El chocolate se me acabó, y lo que venden con este nombre, es
imbebible. Luego vaya Ud. a conseguir unos frijoles, ni unos tamales,
ni una tortilla, ni una naranja agria, ni un chile para el caldo en
este condenado Londres, que Dios confunda. Un español que vive
en el hotel me propuso ayer ir a París; yo le dije que si podía
irse por tierra, estaba pronto. Se puso a reir; me dijo que estábamos
en una isla, es decir, en un montón de tierra rodeada de agua;
lo cual, como Ud. se figurará, no deja de darme algún
cuidado. Añadió que para ir a lo que él llama el
Continente, es necesario pasar por el canal de la Mancha. Yo le pregunté
si esa Mancha de que me hablaba era la tierra de don Quijote, pues me
alegraría mucho de conocerla; y vuelta a la risa. La gente aquí,
amigo Salomé, es muy malcriada. Yo saludo a todo el mundo en
la calle, en el hotel, en todas partes, y nadie me contesta. Cuando
voy a entrar por una puerta.y entra otra persona al mismo tiempo, me
detengo y cedo el peso. Como si nada entran sin hacer caso de mí,
¡de don Cándido Tapalcate, antiguo municipal y dueño
de una gran nopalera en Guatemala! ¿Qué dice Ud. de esto?
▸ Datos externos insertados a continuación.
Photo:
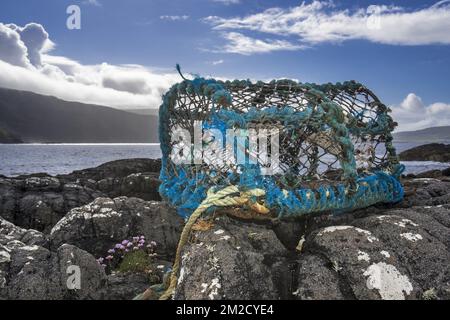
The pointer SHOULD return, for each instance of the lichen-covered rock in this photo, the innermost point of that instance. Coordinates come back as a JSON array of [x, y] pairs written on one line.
[[234, 260], [38, 201], [126, 286], [97, 226], [32, 272], [139, 185], [318, 281], [400, 254], [9, 233]]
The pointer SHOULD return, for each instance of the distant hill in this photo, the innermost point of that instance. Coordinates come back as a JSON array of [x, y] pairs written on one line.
[[7, 137], [435, 134], [149, 111], [36, 118]]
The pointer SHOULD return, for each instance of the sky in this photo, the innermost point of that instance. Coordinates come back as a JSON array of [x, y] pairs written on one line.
[[123, 53]]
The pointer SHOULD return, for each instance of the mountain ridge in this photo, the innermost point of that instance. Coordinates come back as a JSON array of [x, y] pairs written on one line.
[[36, 118]]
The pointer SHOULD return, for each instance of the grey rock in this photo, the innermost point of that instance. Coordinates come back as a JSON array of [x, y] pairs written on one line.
[[97, 226], [234, 260], [39, 201], [317, 280], [126, 286]]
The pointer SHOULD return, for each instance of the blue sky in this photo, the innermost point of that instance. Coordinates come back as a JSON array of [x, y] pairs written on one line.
[[154, 35]]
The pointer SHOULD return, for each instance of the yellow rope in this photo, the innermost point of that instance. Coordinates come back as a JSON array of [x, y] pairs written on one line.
[[221, 198]]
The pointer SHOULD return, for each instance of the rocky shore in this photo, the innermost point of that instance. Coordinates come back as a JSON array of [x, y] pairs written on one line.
[[47, 223]]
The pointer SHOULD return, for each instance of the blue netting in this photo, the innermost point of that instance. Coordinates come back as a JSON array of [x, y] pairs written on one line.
[[336, 151]]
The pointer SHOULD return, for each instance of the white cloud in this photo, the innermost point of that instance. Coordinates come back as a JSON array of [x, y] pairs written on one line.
[[228, 2], [320, 21], [174, 18], [93, 2], [12, 48], [413, 114], [241, 44], [26, 64], [217, 62]]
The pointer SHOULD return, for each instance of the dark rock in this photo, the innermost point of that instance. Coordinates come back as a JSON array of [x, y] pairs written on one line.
[[316, 280], [97, 226], [234, 260], [138, 185], [35, 273], [126, 286], [11, 233], [116, 169], [39, 201], [425, 192], [429, 152]]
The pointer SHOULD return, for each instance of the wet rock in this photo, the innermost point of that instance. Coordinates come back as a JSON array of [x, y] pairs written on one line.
[[97, 226], [234, 260]]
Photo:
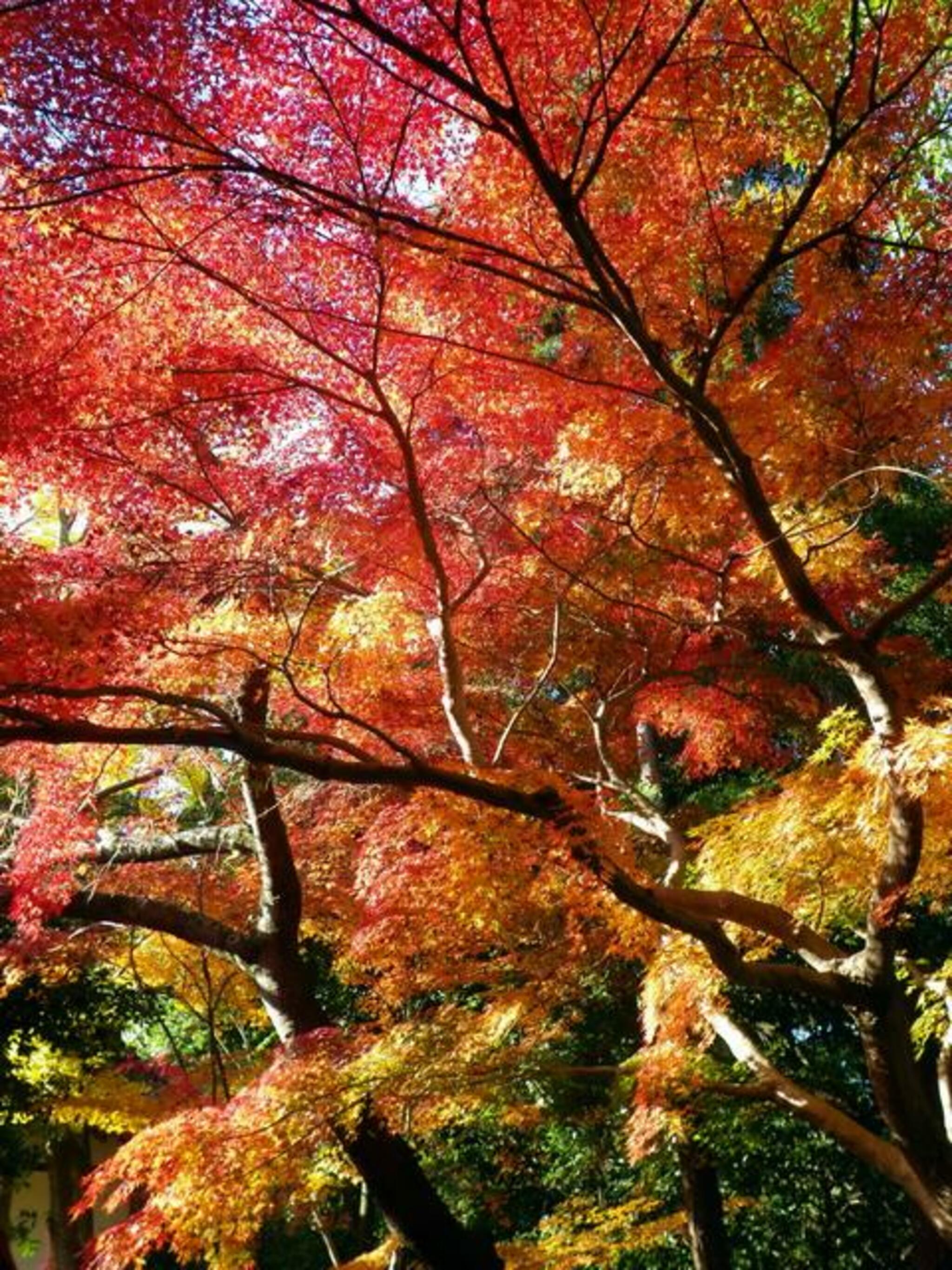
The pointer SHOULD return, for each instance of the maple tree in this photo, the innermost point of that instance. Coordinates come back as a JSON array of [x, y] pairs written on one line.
[[451, 417]]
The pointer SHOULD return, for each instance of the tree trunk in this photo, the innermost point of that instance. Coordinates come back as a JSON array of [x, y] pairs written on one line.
[[7, 1262], [69, 1163], [410, 1203], [707, 1235]]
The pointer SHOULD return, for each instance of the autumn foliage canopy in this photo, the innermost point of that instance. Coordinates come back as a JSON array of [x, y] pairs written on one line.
[[475, 483]]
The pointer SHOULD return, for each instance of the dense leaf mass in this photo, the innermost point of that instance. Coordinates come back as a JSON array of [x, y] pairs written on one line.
[[475, 531]]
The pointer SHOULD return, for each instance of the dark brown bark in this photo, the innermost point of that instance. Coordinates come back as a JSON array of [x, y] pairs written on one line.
[[704, 1207], [70, 1160]]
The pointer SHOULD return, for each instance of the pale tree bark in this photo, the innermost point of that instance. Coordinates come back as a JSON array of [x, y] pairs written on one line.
[[704, 1208]]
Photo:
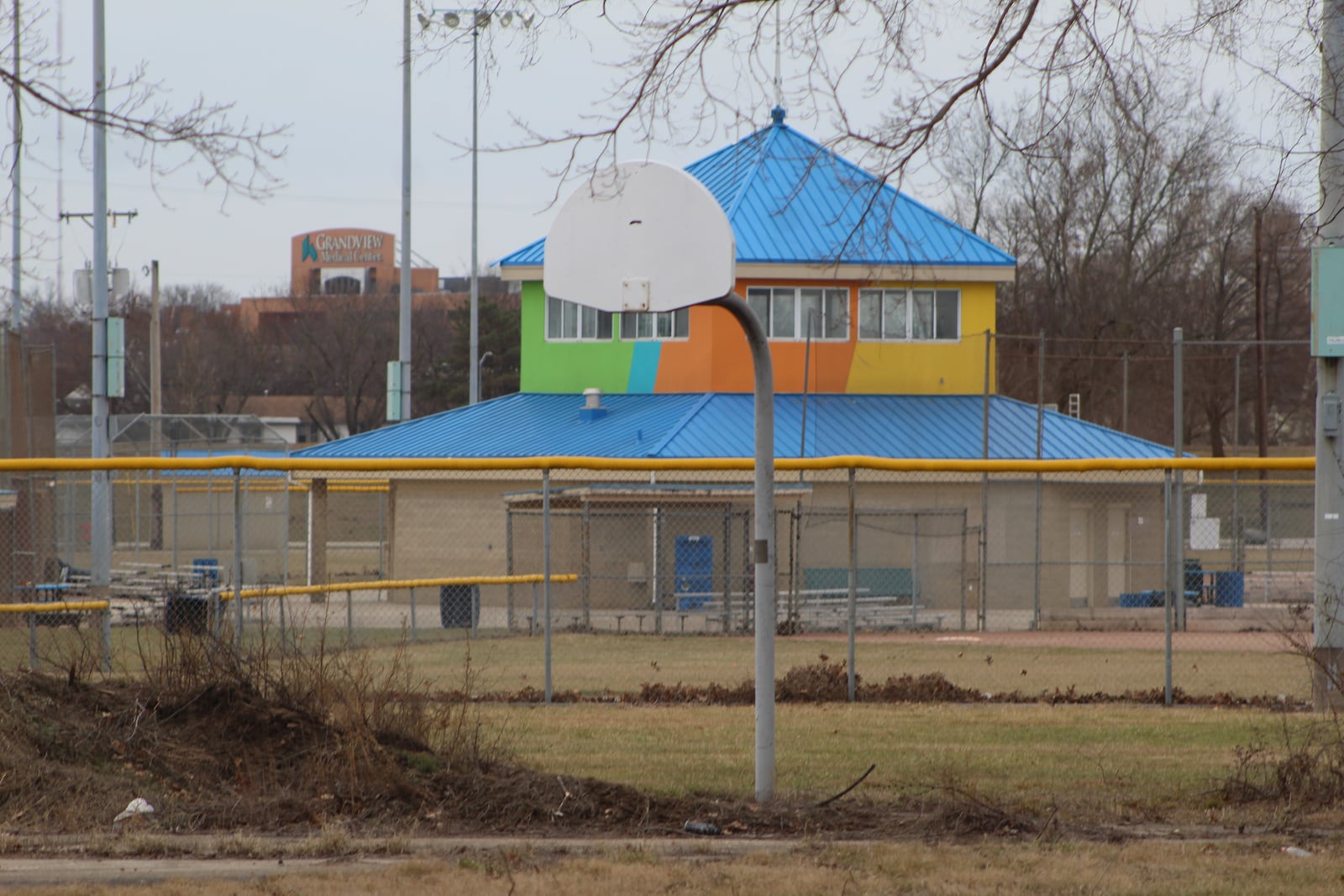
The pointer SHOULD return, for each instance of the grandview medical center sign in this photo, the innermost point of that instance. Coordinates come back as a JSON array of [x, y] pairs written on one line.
[[344, 249]]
Estoy arreglándolo todo para marcharme, y lo único que
me detiene es que me han aconsejado asegure el pisto (Ud. sí
sabe lo que es pisto), que voy a llevar, y me piden por eso no sé
cuánto. Yo los he enviado a la droga y he dicho que más
seguro va en mi cofre que en ninguna otra parte. Socaliñas, mi
amigo, socaliñas. Ahora ya sé lo que es Londres, y nadie
podrá contarme cuentos. Pronto nos veremos, si no me muero del
mareo y entretanto me repito de Ud. afectísimo amigo.
"Cándido Tapalcate."
- "P. D.-Por si no me voy tan pronto, hágame favor de pasar
a casa, buscar mi capa que dejé en la percha y enviármela
por el paquete; porque si no, con este frío me voy a helar hasta
los huesos.
"Suyo, etc.-C. T."
- Tal era la extraña carta de mi sencillo y excelente amigo.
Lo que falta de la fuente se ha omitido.